La sanzione è prevista dal successivo art. 6: “Salvo che il fatto costituisca più grave reato, i contravventori alle disposizioni del presente articolo e dell’articolo 5 sono puniti con l’arresto fino a un anno o con l’ammenda da euro 309 a euro 30.987. Per la violazione delle disposizioni di cui alle lettere d) e h) dell’articolo 5 si applica la pena dell’arresto da tre mesi a un anno o dell’ammenda da euro 2.582 a euro 46.481”.
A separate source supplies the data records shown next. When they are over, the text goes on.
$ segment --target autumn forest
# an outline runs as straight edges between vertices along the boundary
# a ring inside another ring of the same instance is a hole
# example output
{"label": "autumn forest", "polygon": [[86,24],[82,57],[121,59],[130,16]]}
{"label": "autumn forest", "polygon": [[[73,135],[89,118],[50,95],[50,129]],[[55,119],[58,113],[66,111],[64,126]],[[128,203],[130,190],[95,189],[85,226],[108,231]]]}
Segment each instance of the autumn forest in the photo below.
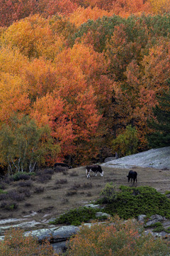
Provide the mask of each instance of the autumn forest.
{"label": "autumn forest", "polygon": [[0,0],[1,166],[147,150],[169,38],[170,0]]}

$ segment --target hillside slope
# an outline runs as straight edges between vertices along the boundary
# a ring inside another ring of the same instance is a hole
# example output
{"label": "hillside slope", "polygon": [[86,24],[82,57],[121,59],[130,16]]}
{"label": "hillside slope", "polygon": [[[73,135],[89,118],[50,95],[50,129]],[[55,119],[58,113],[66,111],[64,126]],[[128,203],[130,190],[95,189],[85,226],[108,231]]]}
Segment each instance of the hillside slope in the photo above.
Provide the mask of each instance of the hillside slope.
{"label": "hillside slope", "polygon": [[149,149],[144,152],[121,157],[101,164],[110,168],[140,166],[157,169],[170,169],[170,146]]}

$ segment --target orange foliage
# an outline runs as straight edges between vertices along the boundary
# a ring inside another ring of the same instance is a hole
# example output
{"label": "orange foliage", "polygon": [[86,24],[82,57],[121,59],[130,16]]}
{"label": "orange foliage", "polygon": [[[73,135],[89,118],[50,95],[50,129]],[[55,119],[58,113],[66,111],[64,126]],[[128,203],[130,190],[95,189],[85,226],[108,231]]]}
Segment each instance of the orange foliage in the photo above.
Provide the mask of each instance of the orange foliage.
{"label": "orange foliage", "polygon": [[167,14],[170,11],[170,0],[148,0],[148,2],[154,14]]}
{"label": "orange foliage", "polygon": [[20,77],[1,73],[0,92],[1,121],[6,121],[16,112],[28,113],[30,100]]}
{"label": "orange foliage", "polygon": [[90,6],[87,8],[79,7],[72,14],[69,16],[70,22],[74,23],[76,27],[80,26],[89,19],[96,21],[98,18],[103,16],[111,16],[113,12],[108,12],[105,10],[100,9],[98,7],[91,9]]}
{"label": "orange foliage", "polygon": [[50,64],[42,58],[34,59],[22,70],[25,90],[32,102],[37,97],[52,92],[56,87],[56,72]]}
{"label": "orange foliage", "polygon": [[73,3],[71,0],[50,0],[47,3],[47,1],[45,1],[45,5],[44,14],[46,16],[57,14],[67,16],[74,11],[78,7],[76,4]]}
{"label": "orange foliage", "polygon": [[151,6],[148,1],[143,0],[117,0],[113,1],[111,11],[122,17],[128,17],[130,14],[148,14]]}
{"label": "orange foliage", "polygon": [[38,15],[13,23],[3,33],[1,43],[13,48],[17,48],[30,58],[42,55],[45,58],[52,58],[63,45],[60,38],[54,36],[48,21]]}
Se dal consumo del prodotto fosse derivata una malattia nel consumatore, sarebbe poi configurabile il reato di lesioni personali ex art. 590 c.p. (“chiunque cagiona ad altri per colpa una lesione personale è punito con la reclusione fino a tre mesi o con la multa fino a euro 309,00. Se la lesione è grave la pena è della reclusione da uno a sei mesi o della multa da euro 129,00 a euro 619,00; se è gravissima della reclusione da tre mesi a due anni o della multa da euro 309,00 a 1.239,00”).
In relazione ai comportamenti penalmente rilevanti, occorrerà poi valutare il grado della colpa realmente sussistente, considerate anche le difficoltà di riscontro analitico dell’epatite A, come sopra rappresentate.